Court of Appeal  •  Civil Appli 294 of 2009 (UR 202/2004)  •  16 Oct 2009  •  Kenya

Riaga Samuel Cornelius Omolo, Philip Kiptoo Tunoi, Joseph Gregory Nyamu



Under Rule 5 (2) (b) of this Court’s Rules, the applicant, Digital City Limited, asks the Court to stay that part of the superior court’s order which directed the applicant to deposit the sum of Shs.1 million in a joint account to be operated by the respective advocates for the parties; that money was to be deposited as a condition upon which the applicant would be allowed to defend H.C.C.C. No. 78 of 2009, filed against the applicant by Multi Tools (Kenya) Ltd., the respondent herein. In the case in the superior court, the respondent had claimed from the applicant the sum of Shs.2,022,996.50 which was said to be due to the respondent from the applicant in respect of goods sold and delivered by the respondent to the applicant. The applicant filed a memorandum of appearance and followed that up with a statement of defence. The applicant thereafter filed a notice of motion under Order 35 Rules 1 (a) and (2) of the Civil Procedure Rules; the motion prayed for summary judgment against the applicant and it is that motion which Koome, J heard and by her ruling dated and delivered on 18th September, 2009, the learned Judge ordered the deposit of Shs.1 million by the applicant as a condition for being allowed to defend.

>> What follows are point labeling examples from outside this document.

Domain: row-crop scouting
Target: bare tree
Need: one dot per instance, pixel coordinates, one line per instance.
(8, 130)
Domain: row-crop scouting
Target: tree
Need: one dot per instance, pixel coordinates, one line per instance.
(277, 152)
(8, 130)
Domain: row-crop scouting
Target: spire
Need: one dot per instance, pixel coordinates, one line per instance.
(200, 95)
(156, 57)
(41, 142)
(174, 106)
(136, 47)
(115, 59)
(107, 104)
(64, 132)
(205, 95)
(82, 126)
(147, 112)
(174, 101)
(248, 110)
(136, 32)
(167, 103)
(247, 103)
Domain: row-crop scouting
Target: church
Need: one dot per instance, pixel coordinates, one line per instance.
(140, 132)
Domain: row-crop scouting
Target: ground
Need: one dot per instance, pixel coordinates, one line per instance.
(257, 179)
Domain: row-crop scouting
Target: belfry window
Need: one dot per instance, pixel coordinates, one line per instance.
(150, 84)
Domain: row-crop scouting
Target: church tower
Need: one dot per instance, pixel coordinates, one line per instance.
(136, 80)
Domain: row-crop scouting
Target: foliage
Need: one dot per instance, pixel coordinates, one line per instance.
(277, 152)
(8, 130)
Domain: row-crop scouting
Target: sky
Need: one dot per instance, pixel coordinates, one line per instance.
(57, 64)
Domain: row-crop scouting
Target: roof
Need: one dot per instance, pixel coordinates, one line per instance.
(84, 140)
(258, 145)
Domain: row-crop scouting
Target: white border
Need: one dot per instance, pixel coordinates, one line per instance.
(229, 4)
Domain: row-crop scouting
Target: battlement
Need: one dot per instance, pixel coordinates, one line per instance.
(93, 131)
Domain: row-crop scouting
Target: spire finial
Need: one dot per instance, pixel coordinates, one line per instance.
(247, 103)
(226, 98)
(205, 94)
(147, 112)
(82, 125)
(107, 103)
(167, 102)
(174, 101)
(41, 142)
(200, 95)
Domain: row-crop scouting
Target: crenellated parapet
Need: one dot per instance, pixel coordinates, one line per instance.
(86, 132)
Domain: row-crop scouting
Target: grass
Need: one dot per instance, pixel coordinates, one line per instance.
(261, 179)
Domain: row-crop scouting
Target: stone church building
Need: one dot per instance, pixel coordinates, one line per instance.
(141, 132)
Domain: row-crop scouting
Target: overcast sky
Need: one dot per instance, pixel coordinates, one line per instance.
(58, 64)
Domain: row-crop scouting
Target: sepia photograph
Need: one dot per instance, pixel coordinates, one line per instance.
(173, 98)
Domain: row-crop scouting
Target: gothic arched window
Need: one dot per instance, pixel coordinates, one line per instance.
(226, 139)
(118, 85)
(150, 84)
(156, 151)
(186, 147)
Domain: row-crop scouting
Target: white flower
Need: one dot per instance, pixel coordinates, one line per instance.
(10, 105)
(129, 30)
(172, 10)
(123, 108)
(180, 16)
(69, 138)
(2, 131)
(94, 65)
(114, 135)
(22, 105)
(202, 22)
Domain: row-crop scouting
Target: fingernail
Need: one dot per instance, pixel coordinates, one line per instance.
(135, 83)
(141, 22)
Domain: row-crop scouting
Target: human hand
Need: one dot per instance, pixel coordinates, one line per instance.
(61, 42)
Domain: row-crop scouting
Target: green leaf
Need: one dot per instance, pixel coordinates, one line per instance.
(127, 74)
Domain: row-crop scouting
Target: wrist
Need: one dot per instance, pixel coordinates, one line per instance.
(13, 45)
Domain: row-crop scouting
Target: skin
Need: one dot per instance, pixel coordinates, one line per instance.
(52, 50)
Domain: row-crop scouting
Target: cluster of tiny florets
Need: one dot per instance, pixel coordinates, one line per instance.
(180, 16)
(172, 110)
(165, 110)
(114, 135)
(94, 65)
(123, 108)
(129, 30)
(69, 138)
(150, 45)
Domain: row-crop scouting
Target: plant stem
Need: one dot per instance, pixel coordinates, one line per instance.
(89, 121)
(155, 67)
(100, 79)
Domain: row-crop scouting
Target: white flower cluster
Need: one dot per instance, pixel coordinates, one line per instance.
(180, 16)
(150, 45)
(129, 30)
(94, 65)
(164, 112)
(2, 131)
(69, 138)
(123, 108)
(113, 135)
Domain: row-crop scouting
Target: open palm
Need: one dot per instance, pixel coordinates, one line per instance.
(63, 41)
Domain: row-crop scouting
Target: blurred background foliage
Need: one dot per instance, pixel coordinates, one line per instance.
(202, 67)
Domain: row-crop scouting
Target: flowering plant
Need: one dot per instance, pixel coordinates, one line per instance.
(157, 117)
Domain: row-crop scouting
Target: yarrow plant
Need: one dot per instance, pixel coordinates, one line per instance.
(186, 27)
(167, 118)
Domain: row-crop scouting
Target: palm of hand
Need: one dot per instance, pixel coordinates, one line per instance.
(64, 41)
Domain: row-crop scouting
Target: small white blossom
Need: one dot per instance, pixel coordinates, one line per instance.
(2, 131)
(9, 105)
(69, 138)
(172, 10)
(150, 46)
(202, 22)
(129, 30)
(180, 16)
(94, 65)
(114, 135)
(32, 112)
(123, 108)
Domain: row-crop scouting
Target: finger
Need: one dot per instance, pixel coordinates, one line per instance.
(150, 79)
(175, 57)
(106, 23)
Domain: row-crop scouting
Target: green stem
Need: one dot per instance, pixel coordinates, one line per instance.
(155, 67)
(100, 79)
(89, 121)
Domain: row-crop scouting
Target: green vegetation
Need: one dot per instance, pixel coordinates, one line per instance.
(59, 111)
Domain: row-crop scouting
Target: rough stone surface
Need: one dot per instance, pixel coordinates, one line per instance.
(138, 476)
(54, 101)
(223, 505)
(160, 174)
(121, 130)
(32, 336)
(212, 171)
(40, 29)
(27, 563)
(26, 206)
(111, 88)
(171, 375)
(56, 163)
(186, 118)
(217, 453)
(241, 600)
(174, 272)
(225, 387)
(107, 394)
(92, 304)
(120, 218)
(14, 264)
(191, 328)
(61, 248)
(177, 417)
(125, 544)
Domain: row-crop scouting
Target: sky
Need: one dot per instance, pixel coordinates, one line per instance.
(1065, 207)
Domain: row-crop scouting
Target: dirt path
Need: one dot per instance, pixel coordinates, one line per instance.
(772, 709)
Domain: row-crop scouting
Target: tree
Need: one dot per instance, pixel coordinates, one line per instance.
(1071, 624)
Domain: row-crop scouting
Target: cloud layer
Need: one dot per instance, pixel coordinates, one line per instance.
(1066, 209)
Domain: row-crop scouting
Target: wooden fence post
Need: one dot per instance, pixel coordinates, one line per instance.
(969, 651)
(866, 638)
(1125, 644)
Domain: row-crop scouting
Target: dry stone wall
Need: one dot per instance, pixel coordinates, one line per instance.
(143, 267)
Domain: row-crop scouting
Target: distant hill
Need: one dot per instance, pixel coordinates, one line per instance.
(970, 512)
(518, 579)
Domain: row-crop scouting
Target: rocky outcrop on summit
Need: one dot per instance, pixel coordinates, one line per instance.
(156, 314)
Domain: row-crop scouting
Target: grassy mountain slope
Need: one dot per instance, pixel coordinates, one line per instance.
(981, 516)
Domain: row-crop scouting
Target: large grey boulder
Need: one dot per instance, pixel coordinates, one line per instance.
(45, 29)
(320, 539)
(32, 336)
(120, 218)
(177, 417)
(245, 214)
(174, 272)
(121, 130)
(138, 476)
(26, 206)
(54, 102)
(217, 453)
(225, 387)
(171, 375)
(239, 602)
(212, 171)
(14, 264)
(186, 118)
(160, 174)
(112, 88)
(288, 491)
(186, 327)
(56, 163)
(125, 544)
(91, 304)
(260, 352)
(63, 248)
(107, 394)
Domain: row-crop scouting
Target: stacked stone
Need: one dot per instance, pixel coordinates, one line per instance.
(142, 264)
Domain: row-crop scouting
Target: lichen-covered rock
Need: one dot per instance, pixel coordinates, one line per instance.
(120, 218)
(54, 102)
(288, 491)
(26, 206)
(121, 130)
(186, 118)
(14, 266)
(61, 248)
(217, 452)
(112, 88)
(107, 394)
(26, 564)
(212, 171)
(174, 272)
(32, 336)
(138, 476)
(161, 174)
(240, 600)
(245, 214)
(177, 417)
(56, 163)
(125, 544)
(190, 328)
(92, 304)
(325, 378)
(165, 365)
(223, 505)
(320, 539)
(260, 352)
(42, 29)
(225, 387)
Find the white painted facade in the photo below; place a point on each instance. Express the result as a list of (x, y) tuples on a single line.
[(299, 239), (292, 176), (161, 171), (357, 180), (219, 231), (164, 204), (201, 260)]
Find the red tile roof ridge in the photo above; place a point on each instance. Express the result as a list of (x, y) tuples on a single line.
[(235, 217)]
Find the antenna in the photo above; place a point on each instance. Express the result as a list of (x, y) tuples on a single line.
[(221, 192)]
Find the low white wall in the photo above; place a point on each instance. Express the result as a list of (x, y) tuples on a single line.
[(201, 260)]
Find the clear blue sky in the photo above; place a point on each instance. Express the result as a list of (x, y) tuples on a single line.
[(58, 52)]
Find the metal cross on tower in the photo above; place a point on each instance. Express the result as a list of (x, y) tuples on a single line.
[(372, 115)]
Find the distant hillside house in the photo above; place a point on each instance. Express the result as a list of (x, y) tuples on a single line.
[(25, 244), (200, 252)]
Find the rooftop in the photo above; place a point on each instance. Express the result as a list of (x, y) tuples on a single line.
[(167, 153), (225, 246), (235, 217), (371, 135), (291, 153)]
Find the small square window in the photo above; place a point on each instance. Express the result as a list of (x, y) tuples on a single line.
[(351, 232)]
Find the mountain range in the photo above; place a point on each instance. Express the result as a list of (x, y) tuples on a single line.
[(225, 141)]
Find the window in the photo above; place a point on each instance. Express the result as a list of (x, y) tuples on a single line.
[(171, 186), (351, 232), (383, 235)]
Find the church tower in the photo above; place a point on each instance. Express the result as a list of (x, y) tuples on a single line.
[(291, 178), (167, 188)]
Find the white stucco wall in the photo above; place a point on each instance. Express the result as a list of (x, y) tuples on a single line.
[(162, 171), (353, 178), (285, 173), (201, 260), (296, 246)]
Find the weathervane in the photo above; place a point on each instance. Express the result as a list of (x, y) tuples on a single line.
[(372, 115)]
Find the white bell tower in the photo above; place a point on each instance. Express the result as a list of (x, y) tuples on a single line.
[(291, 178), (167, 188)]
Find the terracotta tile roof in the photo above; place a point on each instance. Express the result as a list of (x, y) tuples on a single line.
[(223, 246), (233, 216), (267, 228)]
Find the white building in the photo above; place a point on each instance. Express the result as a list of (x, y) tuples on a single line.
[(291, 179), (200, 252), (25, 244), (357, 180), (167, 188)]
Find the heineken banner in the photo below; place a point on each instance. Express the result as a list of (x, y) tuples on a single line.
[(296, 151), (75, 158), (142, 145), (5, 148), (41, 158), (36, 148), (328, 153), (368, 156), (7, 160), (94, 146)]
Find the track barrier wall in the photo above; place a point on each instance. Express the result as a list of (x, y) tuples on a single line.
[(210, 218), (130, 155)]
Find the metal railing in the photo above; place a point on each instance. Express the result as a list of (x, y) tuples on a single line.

On the issue of whether the applicant has shown an arguable appeal, we have no doubt that the applicant has done so. The learned Judge appears to have found and held that the applicant had shown that it had at least one triable issue – the discrepancy between the cheques paid and bounced and the sum claimed in the plaint. We may also add that the respondent itself had produced a running statement of accounts between the parties running from 11th February, 2005 and 31st January, 2008. As at 31st January, 2008 the total sum shown as being due is Shs. 469,526.50 cents . The learned Judge’s finding that there were triable issues appears to have been right and has not been challenged in the motion before us. We are satisfied the applicant’s intended appeal is an arguable one. It is not to be forgotten that an arguable appeal is not one that must or will succeed.

We have some difficulty with the question of whether the appeal will be rendered nugatory. All that Mr. Issa for the applicant told us is that the applicant does not have the Shs.1 million to deposit and that if it were to be forced to do so, it might be forced out of business. But as Mr. Rimui for the respondent pointed out to us that assertion is not supported by any evidence such as bank statements, statements of accounts showing the company’s cash-flow and such like documents. We do not think it would be right to simply accept the applicant’s bald statement that it is unable to pay.

But we are equally worried on the question of how the learned Judge came by the figure of Shs.1million, unless we take it that she decided to order the applicant to deposit half of the sum claimed in the plaint. We have, however, referred to the statement of accounts which was produced by the respondent itself and which shows that the outstanding amount as at 31st January, 2008 was Shs.469,526.50 Taking into account all the circumstances of the case, we grant to the applicant a stay of the order made by the superior court on condition that the applicant shall deposit in the account specified in the Judge’s order the sum of Shs.500,000/- within ten (10) days of the date of this order. If the applicant fails to comply with this order within the stated period, its notice of motion dated and lodged in this Court on 25th September, 2009 shall stand dismissed with costs. Otherwise the costs of the motion shall be in the appeal.

Dated and delivered at Nairobi this 16th day of October, 2009.